We started out with just one client—who we’re proud to say is still part of the Wincon family—and a handful of employees. We’ve since expanded the business and now serve more than 50 Canadian and international corporations, and maintain a roster of more than 200 full- and part-time employees. As with any business, we’ve had to pivot at various points in our history, particularly with the advent of incredible new technology that seemed like the stuff of science fiction in our early days.

A new focus on solving business challenges

So, about five years ago, we started branching into systems solution integration, incorporating high-definition cameras, advanced biometrics, card access systems and cutting-edge security software into our security tool kit.
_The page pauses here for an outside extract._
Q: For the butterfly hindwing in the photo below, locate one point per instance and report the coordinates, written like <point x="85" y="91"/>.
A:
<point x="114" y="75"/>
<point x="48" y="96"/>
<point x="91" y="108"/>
We even use drones for facility patrols, helping to cut costs, improve efficiency and further reduce risk for owners and managers of retail, commercial, condominium, office and industrial properties. By building strong partnerships with suppliers across North America and beyond, we now have access to high-tech equipment capable of meeting virtually any security need you might have, particularly when coupled with our 24-hour support and facility monitoring service.

That focus on innovation was driven by a desire to continue being the Greater Toronto Area’s security service provider of choice for the next decade and beyond—admittedly not an easy feat in a highly-competitive industry such as ours. We believe that with new technology in hand and a focus on solutions integration, we can continue to personalize our service offering to better suit organizations such as yours.

A service-first culture

Thanks to our boutique structure, we’re able to sit down with you, listen and take the time to understand your needs, inspect your property and review assets in need of protection, then deliver a customized service plan that’s both affordable and sustainable. We take pride in identifying and helping you understand the vulnerabilities you don’t even know you had.

All of this means continuing to find new ways to improve training for our staff and enhancing client communications. The former process is ongoing as we introduce new technology to our employees and train them on its effective deployment. When it comes to communications, we have plans to keep you better informed than ever thanks to a new blogging, social media and newsletter initiative that will showcase everything from industry insights and risk-mitigation strategies, to Wincon news and developments across our company.

While I’m so proud to celebrate our 25TH year, I’m even more excited about the opportunity to be of greater service to you in the years ahead.